For the argument in $\mathbb{R}$, you can first restrict to the compact subspace $[0,2]$, where your open cover of $\mathbb{Q}$ would become $I_n\cap [0,2]$ and the same argument would follow.

Answer 2

This answer is kind of cheating, since it's really just extracting the essential pieces of measure theory needed to prove this. But it's self contained and doesn't need to use the word "measure".

Fix a closed interval such as $[0,2]$ whose length is at least as long as the sum of the lengths of your intervals $I_n$ (as currently formulated, that sum is 2 instead of 1). By compactness (as suggested in Xiao's answer), it is sufficient to show that no finite subset of $\mathcal{O}$ covers $[0,2]$. This can be done by means of the following elementary lemma:

Lemma. For every $n$, every interval $[a,b]$, and every set of $n$ intervals $(a_1, b_1), \dots, (a_n, b_n)$ such that $[a,b] \subset \bigcup_{i=1}^n (a_i, b_i)$, we have $\sum_{i=1}^n (b_i-a_i)>b-a$.

Proof. Proceed by induction on $n$. The base case $n=1$ is easy.
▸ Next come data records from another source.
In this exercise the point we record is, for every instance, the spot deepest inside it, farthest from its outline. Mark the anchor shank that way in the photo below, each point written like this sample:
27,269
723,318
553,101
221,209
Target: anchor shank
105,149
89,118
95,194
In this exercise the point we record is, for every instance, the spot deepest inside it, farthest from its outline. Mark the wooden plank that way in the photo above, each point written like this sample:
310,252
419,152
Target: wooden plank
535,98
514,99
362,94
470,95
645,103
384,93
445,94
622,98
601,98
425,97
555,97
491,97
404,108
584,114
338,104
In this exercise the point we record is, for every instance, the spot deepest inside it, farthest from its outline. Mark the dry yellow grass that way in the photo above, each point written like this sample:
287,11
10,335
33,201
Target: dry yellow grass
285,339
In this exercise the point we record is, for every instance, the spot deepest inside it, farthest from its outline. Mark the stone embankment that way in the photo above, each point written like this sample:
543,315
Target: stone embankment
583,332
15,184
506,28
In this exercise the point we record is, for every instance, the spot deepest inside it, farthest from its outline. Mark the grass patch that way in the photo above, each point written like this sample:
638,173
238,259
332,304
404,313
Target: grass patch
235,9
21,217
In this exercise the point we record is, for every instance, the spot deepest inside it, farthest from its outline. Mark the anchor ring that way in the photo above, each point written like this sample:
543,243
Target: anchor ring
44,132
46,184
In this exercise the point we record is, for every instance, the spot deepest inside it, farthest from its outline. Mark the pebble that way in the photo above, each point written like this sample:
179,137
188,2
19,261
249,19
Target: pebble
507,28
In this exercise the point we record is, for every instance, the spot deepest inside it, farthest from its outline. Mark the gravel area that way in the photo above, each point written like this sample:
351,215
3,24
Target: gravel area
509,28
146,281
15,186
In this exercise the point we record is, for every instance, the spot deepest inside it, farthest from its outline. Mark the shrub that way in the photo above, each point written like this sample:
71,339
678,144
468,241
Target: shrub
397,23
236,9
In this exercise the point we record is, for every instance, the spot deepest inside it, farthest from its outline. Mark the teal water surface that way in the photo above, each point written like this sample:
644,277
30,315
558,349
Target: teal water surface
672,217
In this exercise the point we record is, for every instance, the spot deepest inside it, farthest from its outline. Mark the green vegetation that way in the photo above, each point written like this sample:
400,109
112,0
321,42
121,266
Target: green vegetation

Now suppose the claim holds for $n-1$. Let $[a,b]$ be an interval covered by $(a_1, b_1), \dots, (a_n, b_n)$. One of the intervals $(a_i, b_i)$ must contain the point $b$; without loss of generality suppose it's $(a_n, b_n)$. If $a_n < a$ we are done, since then $(a_n, b_n)$ covers $[a,b]$ and we invoke the $n=1$ case to see that $b-a < b_n-a_n \le \sum_{i=1}^n (b_i-a_i)$. Otherwise, if $a_n \ge a$, then the intervals $(a_1, b_1), \dots, (a_{n-1}, b_{n-1})$ cover $[a, a_n]$. So by the inductive hypothesis, $\sum_{i=1}^{n-1} (b_i - a_i) > a_n - a$. Now adding $b_n - a_n$ to both sides and noting that $b_n > b$ we have $$\sum_{i=1}^{n} (b_i - a_i) > (a_n - a) + (b_n - a_n) = b_n - a > b - a$$ as desired.

(This is essentially the proof that shows that the Lebesgue outer measure of an interval $[a,b]$ is $b-a$, which is a key step in the construction of Lebesgue measure.)

Let me also put in an advertisement for a pretty approach by David C. Ullrich in Lebesgue Premeasure via Transfinite Induction, which uses completeness instead of compactness and so dodges the Heine-Borel theorem.